The backlog of repairs will cost in the region of £200 million to fix. 

“Twelve million isn’t enough, but it’s more than the government have given us which was six million,” he said.  

“It’s a drop in the ocean, and we will be asking for more from whichever government comes into power.  

“We do have a legal duty to fix potholes, we must never forget that, and I would say to everybody, please report it, don’t just presume everybody else is doing it.” 

He said problems also include drainage and road surfaces which “didn’t last as long as they used to”. 

The council has managed to balance its budget, which it is required by law to do, but its overspend on special educational needs and disabilities (SEND), which doesn’t form part of the main accounts, is an ongoing issue. 

The authority was able to do a deal with the government before the general election was announced to tackle this overspend of more than £100 million. 

A ‘safety valve’ scheme means £95 million will be paid over a number of years to reduce the SEND burden, as long as the council meets set goals. The first payment has been made. 

Cllr McInnes is enthusiastic about the Devon and Torbay devolution deal, which is currently on hold because of the general election, which he believes will make every area of the county better off in terms of housing, transport and adult education. 

And he wants to make sure that district councils have a big say in the decision-making when the combined county authority is created. 

“I know people say everything is Exeter-centric, I don’t agree with them.

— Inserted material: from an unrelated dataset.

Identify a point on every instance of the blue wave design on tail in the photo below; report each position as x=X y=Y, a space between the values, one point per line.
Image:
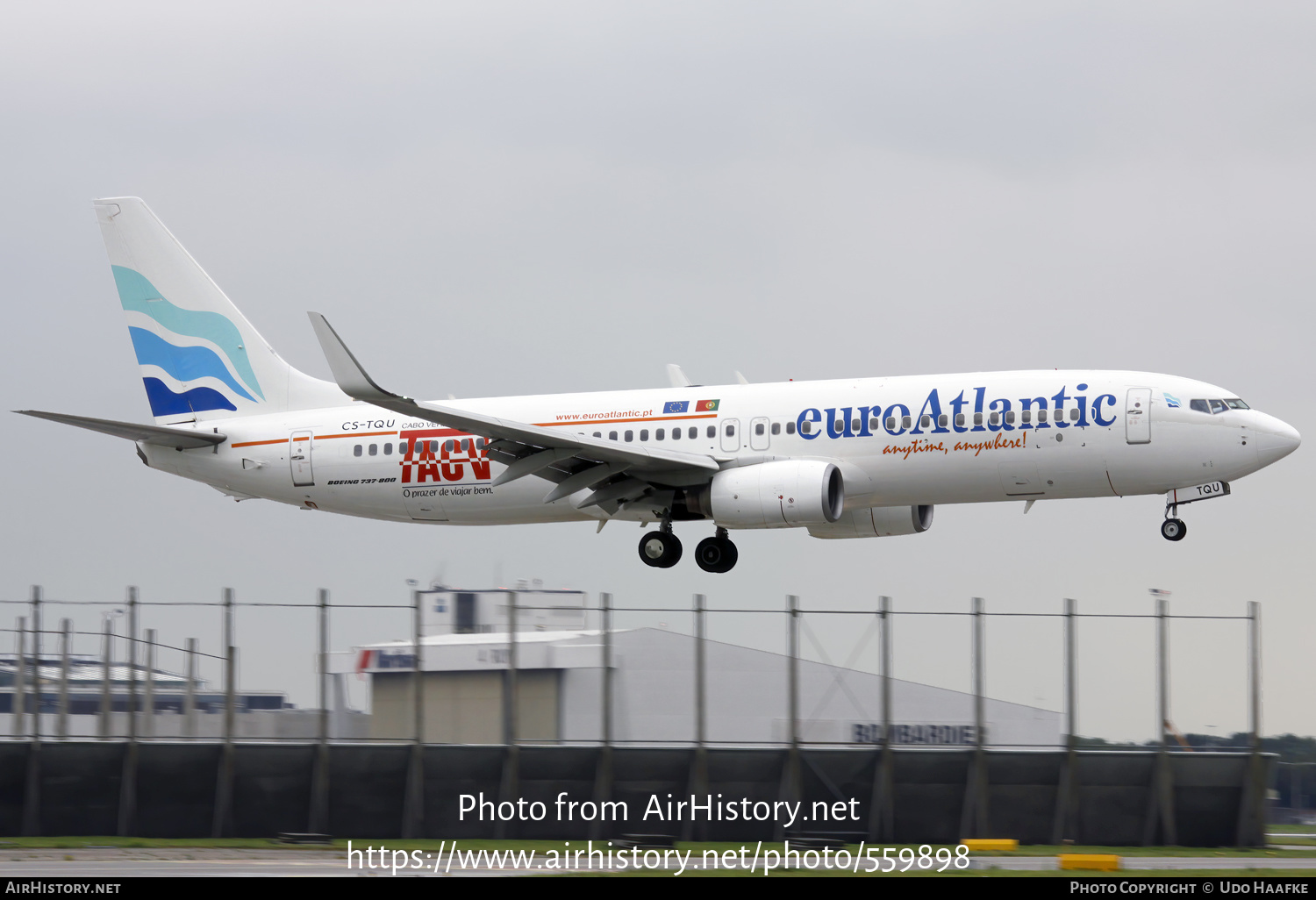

I understand the rural areas feel a bit isolated and we have to make sure as a council that we counteract that. 

“I have not forgotten my rural roots. I shall be making sure that the council appreciates that Devon is a very large rural county.” 

Cllr McInnes said he was known for giving everyone a fair hearing, especially during his time as chairman of the development management committee. 

“I will listen to everyone’s arguments,” he said. “At the end of the day, difficult decisions need to be made but it’s much better if people feel they have been given a fair hearing.”